10数年を振り返ってみると、思いがけない人生の選択がこれほどまで長い道のりになるとは思っていなかったという。トゥアン氏は技術系大学を卒業した後、IT系の大企業に就職した。彼は会社の業務でたまたまベトナムの海で真珠の養殖に取り組んでいるフランス専門家チームのウェブサイト制作を担当することになった。ちょうど真珠に詳しい親戚がいた彼は、真珠に関する知識を仕入れることができ、ウェブサイトは依頼主の満足のいく仕上がりになった。
その後、彼に思いがけない二つのオファーがあった。一つは、外国専門家チームがベトナムで真珠の養殖に取り組むプロジェクトがあるので、そのパートナーになってくれないかという打診。もう一つは、勤め先の管理職にならないかという打診だった。いずれも嬉しい知らせであり、どちらにするか色々考えた末、新しいことにチャレンジしようと、真珠養殖の道を選ぶ。彼はその後6年間に亘って、故郷から離れた島で研究生活をすることになった。

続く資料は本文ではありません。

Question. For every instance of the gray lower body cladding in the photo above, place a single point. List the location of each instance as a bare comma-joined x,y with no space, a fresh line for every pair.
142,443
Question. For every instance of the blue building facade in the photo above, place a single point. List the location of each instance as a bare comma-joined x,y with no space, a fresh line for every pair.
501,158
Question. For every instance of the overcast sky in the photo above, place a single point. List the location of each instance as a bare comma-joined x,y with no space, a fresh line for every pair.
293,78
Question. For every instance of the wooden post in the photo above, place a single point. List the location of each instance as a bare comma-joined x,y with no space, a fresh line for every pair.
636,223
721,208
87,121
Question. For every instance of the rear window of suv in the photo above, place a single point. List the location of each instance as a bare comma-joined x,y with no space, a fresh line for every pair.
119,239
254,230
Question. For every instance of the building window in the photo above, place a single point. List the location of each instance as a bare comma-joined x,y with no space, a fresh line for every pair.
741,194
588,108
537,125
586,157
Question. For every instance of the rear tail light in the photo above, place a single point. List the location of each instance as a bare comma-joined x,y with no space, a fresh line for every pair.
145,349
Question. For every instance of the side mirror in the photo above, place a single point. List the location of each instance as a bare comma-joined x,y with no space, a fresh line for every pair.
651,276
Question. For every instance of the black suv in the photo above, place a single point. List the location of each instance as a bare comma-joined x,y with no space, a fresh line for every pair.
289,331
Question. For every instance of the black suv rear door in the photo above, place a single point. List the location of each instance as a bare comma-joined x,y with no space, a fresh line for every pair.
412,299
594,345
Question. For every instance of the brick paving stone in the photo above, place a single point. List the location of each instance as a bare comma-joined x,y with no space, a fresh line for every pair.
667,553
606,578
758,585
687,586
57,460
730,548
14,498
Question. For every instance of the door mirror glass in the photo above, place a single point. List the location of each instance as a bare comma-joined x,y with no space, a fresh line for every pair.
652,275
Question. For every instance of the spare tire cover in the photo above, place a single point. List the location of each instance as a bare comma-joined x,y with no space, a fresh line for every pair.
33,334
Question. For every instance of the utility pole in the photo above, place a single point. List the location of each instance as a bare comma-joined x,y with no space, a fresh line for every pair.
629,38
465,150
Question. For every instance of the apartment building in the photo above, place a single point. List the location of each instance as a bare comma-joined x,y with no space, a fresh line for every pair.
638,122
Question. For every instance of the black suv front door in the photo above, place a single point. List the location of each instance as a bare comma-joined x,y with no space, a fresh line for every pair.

だが、2007年に始まった世界金融危機により、外国専門家たちは次々とプロジェクトを中断して帰国してしまったため、全責任が彼の肩に重くのしかかった。疲れ果ててすべて投げ出したくなったこともあったが、6年かけて取り組んできたこの仕事をどうにかしてやり続けるため、彼は賭けにでる。全財産を売り払い、さらに借金をして、中断しかけたプロジェクトを継続したのだ。また、世界中の真珠養殖地を訪ね歩き、海外の専門家から知識を得た。土壌、水、真珠貝の種類、移植や交配などの養殖方法を研究し、故郷の海に最も相応しいのは何かを探り続けた。